Samsung SPH-A503 (The Drift)
- Manufacturer: Samsung Electronics
- Availability by region: November 2006
- Compatible networks: CDMA 1xEV-DO 800/1900 MHz
- Form factor: Slider
- Dimensions: 3.8" (H) x 1.8" (W) x 0.7" (D)
- Weight: 3.53 oz (100 g)
- Memory: 128 MB
- Removable storage: microSD
- Display: 240x320 pixel (2.12") TFT-LAC, 262K color
- Connectivity: 1xEV-DO, HSDPA, HSUPA, USB

= Samsung SPH-A503 =

Mobile device

The Samsung SPH-a503, known as The Drift, is a slider multimedia wireless mobile device, which comes in black or white.

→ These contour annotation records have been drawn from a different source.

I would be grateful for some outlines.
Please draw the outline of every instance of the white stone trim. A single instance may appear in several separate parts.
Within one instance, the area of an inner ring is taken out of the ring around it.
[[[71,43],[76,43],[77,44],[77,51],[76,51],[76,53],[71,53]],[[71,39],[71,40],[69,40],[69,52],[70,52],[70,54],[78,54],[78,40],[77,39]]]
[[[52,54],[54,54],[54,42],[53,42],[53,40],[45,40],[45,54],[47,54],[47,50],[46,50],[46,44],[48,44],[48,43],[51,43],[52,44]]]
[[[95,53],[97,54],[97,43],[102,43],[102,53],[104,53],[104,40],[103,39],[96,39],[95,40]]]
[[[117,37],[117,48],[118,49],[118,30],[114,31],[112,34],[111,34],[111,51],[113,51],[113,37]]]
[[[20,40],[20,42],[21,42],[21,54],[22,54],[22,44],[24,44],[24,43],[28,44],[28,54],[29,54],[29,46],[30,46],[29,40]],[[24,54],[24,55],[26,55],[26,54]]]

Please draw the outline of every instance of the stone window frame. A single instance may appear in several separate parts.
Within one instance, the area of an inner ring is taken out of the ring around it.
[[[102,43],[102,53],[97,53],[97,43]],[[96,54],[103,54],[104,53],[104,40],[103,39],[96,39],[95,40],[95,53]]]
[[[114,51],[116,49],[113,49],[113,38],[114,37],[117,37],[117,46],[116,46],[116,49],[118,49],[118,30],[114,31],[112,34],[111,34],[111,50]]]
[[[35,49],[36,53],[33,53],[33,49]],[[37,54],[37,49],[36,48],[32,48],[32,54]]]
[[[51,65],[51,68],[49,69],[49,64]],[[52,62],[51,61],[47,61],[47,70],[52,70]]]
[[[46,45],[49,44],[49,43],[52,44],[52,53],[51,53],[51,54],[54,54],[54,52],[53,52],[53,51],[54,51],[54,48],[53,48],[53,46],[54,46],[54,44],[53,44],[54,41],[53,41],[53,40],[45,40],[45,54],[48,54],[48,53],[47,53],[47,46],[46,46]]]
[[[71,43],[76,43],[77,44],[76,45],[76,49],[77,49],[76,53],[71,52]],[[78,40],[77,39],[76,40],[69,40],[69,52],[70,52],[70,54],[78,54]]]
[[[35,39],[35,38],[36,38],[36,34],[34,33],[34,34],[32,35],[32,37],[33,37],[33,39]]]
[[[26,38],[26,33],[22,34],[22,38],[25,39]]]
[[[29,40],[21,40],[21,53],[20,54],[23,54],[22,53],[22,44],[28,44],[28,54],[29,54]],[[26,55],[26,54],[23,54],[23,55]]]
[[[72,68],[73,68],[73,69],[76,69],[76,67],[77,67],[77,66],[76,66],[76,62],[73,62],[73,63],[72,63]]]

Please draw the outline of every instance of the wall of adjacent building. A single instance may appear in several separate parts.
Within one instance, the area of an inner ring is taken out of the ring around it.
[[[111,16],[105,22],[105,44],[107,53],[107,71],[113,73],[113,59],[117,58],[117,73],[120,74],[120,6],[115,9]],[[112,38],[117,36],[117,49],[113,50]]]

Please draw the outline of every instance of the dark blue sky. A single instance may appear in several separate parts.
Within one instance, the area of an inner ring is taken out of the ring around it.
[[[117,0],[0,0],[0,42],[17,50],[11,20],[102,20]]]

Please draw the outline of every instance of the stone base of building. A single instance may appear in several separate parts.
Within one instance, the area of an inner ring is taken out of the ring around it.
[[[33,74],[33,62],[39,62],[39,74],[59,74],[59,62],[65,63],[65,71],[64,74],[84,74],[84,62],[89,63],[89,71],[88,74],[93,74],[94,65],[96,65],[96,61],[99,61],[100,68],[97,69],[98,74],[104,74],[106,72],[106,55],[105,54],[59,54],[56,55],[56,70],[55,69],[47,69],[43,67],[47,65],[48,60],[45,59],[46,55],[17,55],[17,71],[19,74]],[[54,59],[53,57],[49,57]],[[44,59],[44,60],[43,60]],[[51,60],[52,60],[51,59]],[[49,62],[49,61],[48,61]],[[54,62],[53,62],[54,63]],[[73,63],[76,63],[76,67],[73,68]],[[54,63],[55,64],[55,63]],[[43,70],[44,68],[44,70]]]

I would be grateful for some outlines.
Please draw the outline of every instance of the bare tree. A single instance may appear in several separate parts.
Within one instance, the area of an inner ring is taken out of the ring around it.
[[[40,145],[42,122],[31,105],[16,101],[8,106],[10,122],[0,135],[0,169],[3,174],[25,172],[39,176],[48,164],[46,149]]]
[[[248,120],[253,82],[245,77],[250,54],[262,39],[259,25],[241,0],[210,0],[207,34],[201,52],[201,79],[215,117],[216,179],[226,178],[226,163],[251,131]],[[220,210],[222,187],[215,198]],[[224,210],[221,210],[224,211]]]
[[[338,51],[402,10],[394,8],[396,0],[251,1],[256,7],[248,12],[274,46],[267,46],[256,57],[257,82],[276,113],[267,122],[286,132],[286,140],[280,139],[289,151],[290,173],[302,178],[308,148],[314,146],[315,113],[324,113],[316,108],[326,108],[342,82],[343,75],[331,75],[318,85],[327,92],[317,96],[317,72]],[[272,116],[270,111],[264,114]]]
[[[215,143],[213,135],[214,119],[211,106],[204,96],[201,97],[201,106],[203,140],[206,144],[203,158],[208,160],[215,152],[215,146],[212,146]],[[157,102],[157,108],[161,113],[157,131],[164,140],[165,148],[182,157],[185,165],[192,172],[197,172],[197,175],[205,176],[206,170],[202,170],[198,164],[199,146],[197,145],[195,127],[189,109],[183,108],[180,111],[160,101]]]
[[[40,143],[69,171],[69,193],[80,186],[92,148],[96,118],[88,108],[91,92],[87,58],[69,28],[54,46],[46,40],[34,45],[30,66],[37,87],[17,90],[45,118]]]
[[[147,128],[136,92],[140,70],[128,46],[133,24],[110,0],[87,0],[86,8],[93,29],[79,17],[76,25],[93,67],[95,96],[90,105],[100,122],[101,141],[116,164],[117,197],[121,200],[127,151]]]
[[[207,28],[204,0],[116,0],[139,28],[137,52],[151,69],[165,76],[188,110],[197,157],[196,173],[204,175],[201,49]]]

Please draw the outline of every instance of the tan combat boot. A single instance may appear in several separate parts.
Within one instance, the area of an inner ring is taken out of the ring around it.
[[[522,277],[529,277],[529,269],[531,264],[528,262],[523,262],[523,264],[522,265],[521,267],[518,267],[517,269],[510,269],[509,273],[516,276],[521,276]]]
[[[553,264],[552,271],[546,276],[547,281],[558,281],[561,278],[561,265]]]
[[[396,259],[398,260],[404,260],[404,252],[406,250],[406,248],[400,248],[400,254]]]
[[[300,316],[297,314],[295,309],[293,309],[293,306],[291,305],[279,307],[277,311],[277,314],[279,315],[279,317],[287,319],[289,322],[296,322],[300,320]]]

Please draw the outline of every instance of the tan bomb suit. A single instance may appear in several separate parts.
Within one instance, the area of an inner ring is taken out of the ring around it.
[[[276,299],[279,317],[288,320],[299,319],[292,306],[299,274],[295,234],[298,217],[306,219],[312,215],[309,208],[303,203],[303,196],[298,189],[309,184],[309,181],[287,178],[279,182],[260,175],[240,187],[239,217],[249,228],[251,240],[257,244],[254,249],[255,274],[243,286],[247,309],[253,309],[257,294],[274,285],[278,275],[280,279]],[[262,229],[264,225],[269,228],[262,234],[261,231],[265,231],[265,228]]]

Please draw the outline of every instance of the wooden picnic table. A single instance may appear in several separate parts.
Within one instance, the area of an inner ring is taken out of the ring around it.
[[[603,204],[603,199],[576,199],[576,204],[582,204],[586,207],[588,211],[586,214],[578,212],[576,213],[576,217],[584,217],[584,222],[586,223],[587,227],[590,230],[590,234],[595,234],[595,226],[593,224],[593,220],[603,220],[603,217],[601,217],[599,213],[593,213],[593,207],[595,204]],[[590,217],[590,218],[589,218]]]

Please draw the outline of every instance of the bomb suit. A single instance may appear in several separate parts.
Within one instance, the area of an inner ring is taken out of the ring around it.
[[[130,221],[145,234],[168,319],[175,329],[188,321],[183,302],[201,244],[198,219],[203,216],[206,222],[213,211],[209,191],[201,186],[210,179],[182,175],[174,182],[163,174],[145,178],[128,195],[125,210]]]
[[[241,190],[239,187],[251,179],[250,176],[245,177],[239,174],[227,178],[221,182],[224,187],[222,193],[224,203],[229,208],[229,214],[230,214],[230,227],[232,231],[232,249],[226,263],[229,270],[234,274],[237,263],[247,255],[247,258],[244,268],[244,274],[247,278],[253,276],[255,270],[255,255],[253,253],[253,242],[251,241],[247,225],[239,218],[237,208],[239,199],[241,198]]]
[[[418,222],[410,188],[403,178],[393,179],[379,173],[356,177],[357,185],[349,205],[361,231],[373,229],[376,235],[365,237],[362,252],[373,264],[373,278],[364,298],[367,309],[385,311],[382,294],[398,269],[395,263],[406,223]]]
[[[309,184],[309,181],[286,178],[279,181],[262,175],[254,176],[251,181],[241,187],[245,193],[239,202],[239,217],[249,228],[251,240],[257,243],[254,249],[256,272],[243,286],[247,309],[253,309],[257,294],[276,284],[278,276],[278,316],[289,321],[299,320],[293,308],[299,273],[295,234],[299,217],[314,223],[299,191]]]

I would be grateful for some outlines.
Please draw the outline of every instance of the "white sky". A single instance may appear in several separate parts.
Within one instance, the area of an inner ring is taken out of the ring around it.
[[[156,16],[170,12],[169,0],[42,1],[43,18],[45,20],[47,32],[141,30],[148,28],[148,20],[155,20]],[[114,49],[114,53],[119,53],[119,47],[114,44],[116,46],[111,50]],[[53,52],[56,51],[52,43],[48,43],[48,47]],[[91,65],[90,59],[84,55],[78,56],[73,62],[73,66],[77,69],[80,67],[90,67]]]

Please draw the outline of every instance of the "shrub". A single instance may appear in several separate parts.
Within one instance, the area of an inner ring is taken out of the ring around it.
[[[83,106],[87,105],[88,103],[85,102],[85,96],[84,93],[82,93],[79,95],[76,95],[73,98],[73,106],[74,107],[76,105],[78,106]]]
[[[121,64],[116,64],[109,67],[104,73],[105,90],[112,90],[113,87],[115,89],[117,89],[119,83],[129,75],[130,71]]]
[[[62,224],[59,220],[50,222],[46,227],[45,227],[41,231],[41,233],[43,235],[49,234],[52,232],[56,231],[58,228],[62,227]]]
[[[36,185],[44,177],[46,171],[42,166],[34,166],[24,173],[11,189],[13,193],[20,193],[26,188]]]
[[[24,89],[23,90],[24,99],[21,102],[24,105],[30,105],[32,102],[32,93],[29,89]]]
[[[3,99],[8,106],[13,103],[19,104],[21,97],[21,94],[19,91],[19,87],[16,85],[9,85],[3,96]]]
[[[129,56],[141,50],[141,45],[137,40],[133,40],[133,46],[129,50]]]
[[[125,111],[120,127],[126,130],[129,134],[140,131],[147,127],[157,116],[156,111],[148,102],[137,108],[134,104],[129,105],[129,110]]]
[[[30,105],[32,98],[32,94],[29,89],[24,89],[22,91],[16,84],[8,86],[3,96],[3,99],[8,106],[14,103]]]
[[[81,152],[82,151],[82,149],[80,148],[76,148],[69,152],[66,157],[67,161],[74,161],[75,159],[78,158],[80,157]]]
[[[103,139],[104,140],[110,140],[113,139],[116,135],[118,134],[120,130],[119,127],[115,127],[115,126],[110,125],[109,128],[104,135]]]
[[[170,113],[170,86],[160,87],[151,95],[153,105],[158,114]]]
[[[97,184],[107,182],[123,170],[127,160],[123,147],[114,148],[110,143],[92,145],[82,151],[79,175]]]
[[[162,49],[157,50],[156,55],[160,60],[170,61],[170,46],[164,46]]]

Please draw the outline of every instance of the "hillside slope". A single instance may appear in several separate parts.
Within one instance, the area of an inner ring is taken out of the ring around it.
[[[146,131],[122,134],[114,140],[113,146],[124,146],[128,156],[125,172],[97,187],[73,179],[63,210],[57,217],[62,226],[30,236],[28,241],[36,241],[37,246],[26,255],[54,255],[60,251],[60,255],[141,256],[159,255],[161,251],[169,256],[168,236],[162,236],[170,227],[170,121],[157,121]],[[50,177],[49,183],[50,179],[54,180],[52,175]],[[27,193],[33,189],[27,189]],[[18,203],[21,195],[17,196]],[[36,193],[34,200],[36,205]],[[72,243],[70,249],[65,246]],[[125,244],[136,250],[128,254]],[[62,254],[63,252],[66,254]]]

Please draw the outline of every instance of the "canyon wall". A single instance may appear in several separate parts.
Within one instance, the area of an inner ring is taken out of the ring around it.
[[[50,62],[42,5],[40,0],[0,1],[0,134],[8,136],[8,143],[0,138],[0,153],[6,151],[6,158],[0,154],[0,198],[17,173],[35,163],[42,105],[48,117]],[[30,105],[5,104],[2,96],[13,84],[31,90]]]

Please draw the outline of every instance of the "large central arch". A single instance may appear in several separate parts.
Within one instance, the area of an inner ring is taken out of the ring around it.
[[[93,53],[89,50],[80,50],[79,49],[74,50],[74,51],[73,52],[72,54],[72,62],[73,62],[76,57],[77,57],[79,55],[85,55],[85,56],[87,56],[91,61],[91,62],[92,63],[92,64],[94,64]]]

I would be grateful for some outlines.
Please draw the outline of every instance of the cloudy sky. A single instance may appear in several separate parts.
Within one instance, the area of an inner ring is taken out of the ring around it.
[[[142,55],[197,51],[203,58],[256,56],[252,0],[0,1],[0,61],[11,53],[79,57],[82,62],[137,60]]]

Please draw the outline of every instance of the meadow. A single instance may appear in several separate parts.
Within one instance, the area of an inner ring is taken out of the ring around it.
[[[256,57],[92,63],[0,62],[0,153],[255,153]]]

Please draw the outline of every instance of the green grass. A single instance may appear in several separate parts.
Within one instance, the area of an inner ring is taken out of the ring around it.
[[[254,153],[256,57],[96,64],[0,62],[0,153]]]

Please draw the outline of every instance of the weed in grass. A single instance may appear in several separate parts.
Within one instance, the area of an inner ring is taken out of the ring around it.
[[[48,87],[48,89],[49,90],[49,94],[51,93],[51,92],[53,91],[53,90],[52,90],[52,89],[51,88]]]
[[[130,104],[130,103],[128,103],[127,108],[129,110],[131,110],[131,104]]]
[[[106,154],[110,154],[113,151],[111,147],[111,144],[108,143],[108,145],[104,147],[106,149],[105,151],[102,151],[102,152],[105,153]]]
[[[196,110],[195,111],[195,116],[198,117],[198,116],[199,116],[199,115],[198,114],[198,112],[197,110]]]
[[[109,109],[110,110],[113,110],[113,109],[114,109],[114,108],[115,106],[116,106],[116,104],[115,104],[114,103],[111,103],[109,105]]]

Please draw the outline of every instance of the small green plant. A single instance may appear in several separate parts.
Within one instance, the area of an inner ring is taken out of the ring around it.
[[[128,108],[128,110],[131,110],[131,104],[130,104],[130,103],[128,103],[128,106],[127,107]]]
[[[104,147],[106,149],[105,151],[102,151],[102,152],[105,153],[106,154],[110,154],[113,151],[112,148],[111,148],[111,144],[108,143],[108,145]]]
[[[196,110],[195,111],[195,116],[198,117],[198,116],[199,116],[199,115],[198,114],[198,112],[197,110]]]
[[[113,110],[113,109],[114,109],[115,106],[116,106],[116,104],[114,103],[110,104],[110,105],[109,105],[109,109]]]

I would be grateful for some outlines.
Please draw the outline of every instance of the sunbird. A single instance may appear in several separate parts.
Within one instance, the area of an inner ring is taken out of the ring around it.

It is sold by Helio, a joint venture between Earthlink (a U.S.-based internet service provider) and SK Telecom (a South Korea–based CDMA mobile telecom). The Drift is the first to have Location-Based Services bundled with the device. The Drift comes loaded with a version of Google Maps that uses the device's GPS to locate the user on a map and the Buddy Beacon application that lets friends share their current location with each other via MapQuest. The Drift was added to Helio's line-up in November 2006.